Dexamethasone vs Dexmedetomidine for iPACK + ACB in TKA

Perineural Dexamethasone Versus Perineural Dexmedetomidine as Adjuvants to Ropivacaine in iPACK and Adductor Canal Blocks for Total Knee Arthroplasty: A Randomized, Double-Blind, Controlled Trial

This randomized, double-blind, controlled trial is designed to compare the analgesic efficacy and safety of perineural dexamethasone versus perineural dexmedetomidine as adjuvants to ropivacaine for ultrasound-guided interspace between the popliteal artery and the capsule of the posterior knee (iPACK) and adductor canal blocks in patients undergoing primary unilateral total knee arthroplasty (TKA). Elderly participants scheduled for elective TKA will be randomized into three parallel groups: ropivacaine alone (control), ropivacaine combined with perineural dexamethasone, or ropivacaine combined with perineural dexmedetomidine.

The primary objective is to determine whether the addition of either adjuvant reduces postoperative opioid consumption compared with ropivacaine alone and to assess potential differences in analgesic efficacy between the two adjuvants. Secondary outcomes include pain intensity at rest and during mobilization, time to first rescue analgesia, quality of early functional recovery, and the incidence of adverse events, including postoperative nausea and vomiting, motor impairment, and hemodynamic instability.

Study Overview

• Status: Recruiting
• Conditions: Knee Osteoarthritis
• Intervention / Treatment: Drug: Ropivacaine 0.2% Injectable Solution; Drug: Dexamethasone 4mg; Drug: Dexmedetomidine

Detailed Description

Total knee arthroplasty (TKA) is associated with substantial postoperative pain, which may delay rehabilitation, prolong hospital stay, and increase opioid consumption. Ultrasound-guided peripheral nerve blocks are an integral component of multimodal analgesia for TKA, particularly the interspace between the popliteal artery and the capsule of the posterior knee (iPACK) block and the adductor canal block (ACB). These techniques provide effective analgesia while preserving quadriceps motor function, thereby facilitating early mobilization. Ropivacaine is the most commonly used local anesthetic for iPACK and ACB; however, its relatively limited duration often necessitates additional analgesic interventions.

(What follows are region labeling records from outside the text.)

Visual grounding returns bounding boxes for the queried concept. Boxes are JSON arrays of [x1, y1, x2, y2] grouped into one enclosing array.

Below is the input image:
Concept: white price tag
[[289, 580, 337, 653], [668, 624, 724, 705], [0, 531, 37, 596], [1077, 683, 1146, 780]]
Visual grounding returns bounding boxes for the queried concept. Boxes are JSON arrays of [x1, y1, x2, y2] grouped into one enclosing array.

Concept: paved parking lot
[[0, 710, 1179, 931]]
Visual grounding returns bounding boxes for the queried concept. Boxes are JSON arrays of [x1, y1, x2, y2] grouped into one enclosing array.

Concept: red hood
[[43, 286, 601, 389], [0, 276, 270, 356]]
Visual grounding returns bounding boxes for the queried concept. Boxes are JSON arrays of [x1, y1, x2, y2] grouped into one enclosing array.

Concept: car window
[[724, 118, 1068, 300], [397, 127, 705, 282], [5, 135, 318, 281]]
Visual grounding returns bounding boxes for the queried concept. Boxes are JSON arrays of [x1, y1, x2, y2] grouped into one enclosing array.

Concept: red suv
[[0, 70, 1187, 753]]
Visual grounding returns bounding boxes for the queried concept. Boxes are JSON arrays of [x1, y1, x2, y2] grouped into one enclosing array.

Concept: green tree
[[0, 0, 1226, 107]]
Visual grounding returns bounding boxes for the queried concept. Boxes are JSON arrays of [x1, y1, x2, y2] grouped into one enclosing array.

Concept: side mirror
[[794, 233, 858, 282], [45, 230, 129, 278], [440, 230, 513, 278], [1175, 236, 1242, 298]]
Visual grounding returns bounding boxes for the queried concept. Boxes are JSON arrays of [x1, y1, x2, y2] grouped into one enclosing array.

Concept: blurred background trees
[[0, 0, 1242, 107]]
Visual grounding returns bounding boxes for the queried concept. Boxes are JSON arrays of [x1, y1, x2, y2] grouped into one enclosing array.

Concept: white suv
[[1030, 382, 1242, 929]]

Perineural adjuvants have attracted increasing interest as a means to prolong block duration and enhance the quality of peripheral nerve blockade. Dexamethasone and dexmedetomidine are among the most extensively studied adjuvants; however, their relative clinical efficacy and safety when administered perineurally in TKA remain uncertain. Dexamethasone has been shown to prolong block duration and reduce postoperative pain and opioid requirements, likely through anti-inflammatory and glucocorticoid-mediated mechanisms. Dexmedetomidine, an α2-adrenergic agonist, may further enhance analgesia and sensory block duration but has been associated with adverse effects such as sedation and bradycardia in susceptible patients. Comparative evidence between these agents in the specific context of combined iPACK and ACB is limited, and no clear consensus currently exists regarding their optimal use.

This randomized, double-blind, controlled clinical trial is designed to compare the efficacy and safety of perineural dexamethasone versus perineural dexmedetomidine as adjuvants to ropivacaine for ultrasound-guided iPACK and adductor canal blocks in elderly patients undergoing primary unilateral total knee arthroplasty. Eligible participants will be randomized into three parallel groups: ropivacaine alone (control), ropivacaine with perineural dexamethasone, or ropivacaine with perineural dexmedetomidine. All nerve blocks will be performed according to a standardized protocol by experienced anesthesiologists. Surgical, anesthetic, and postoperative analgesic management will be standardized across groups to minimize potential confounding factors. Participants, care providers, investigators, block practitioners, nursing staff, and outcome assessors will remain blinded to treatment allocation.

The primary outcome is cumulative opioid consumption during the first 24 postoperative hours, expressed as intravenous morphine equivalents. Secondary outcomes include pain intensity at rest and during mobilization, time to first rescue analgesia, motor-sparing profile, hemodynamic effects, quality of early recovery, and the incidence of adverse events such as postoperative nausea and vomiting, hypotension, bradycardia, and neurological symptoms. Functional recovery will additionally be evaluated using standardized physiotherapy milestones.

It is hypothesized that both perineural dexamethasone and dexmedetomidine will reduce postoperative opioid consumption compared with ropivacaine alone, and that one adjuvant may demonstrate superior analgesic efficacy or a more favorable safety profile. The findings of this study may provide clinically relevant evidence to guide the selection of perineural adjuvants for iPACK and adductor canal blocks in total knee arthroplasty, with the potential to improve pain control, accelerate rehabilitation, and reduce opioid exposure in an elderly, at-risk population.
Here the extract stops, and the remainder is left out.